Journal of Management Information and Decision Sciences (Print ISSN: 1524-7252; Online ISSN: 1532-5806)

Research Article: 2022 Vol: 25 Issue: 2

Investigating the mechanism of the initial belief effect in the learning process: A simulation study using the multi-armed bandit model

Joonkyum Lee, Sogang University

Citation Information: Lee, J. (2021). Investigating the mechanism of the initial belief effect in the learning process: A simulation study using the multi-armed bandit model. Journal of Management Information and Decision Sciences, 25(2), 1-8.


In the multi-armed bandit model to determine an optimal balance between exploration and exploitation, changing initial belief from the average success probability of alternatives might improve performance. However, the detailed mechanism of the initial belief effect has not been explained sufficiently. Therefore, this study aims to reveal that mechanism using simulation experiments. We demonstrate that changing initial belief can improve performance by mitigating the exploration–exploitation tradeoff.

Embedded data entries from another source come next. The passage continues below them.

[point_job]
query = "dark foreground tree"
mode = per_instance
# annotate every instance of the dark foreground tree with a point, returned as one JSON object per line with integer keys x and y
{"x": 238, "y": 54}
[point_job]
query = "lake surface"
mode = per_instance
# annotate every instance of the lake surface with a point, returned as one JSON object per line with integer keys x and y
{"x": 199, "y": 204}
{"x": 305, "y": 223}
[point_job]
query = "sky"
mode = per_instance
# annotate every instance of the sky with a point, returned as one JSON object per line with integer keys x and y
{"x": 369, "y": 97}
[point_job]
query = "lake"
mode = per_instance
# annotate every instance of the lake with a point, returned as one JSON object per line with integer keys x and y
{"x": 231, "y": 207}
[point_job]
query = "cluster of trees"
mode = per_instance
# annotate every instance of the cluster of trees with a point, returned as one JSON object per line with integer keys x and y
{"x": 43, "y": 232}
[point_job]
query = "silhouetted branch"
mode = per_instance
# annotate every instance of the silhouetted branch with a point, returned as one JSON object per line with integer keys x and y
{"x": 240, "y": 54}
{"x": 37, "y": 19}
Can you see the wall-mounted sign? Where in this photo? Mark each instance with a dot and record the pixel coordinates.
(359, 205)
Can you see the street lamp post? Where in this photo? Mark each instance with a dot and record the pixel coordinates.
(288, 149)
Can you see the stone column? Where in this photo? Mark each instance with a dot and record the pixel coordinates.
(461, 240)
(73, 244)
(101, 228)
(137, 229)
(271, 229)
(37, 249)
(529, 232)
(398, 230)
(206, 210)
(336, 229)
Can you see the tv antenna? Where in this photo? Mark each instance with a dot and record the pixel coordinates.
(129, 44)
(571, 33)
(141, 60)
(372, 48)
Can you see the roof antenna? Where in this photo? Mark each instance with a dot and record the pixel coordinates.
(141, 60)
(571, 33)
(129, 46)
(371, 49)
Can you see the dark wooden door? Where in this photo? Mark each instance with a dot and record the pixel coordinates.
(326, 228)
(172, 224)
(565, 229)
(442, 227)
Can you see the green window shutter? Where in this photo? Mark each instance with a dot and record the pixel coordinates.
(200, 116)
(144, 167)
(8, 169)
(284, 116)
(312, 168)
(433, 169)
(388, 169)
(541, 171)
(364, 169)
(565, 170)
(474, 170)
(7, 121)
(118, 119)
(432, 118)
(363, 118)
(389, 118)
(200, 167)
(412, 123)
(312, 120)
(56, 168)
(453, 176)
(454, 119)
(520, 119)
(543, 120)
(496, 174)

Increasing initial belief and decreasing the exploration level lead to gathering more knowledge in the early stage and exploiting that knowledge in the latter stage, improving performance. We provide explanations based on the concepts of the probability of exploring, the quality of knowledge, and the proportion of deviating from superior alternatives.


Multi-armed bandit model; Simulation; Initial belief; Exploration.


An organization facing a set of alternatives often needs to make choices under uncertainty. In new product development, research and development, and marketing, the organization selects the optimal alternative in each period and receives a reward. For example, in online banner advertising, a manager must select one banner to expose in a specific period out of a wide variety of candidates (Urban et al., 2014). Customers may or may not click the exposed banner with uncertainty. The manager will receive a reward if the banner is clicked and receives no reward if not. The manager repeats this process during a given period and must select an appropriate banner in each period to maximize the cumulative rewards. Known as reinforcement learning, an environment (customers) responds (click or no click) to the manager’s action (selecting a banner), and the manager must identify an optimal strategy to expose banners based on the results of the interactions with the customers (Sutton & Barto, 1998). The manager obtains knowledge about the estimated click-through rates of banners based on the interaction to maximize the reward; that knowledge is updated as the selection results accumulate. This type of problem is a typical example of the multi-armed bandit model widely used in the management literature (Denrell & March, 2001; March, 2010). In this paper, we investigate the mechanism of the initial belief effect in the multi-armed bandit model.

A manager can maximize cumulative rewards by earning rewards and searching for more knowledge, leading to an exploration - exploitation tradeoff. Exploitation exploits the currently superior alternative for a guaranteed reward, whereas exploration seeks new knowledge by searching for potentially superior alternatives (Luger et al., 2018). Neither extreme exploration nor exploitation is optimal - an optimal strategy balances exploration and exploitation (March, 1991).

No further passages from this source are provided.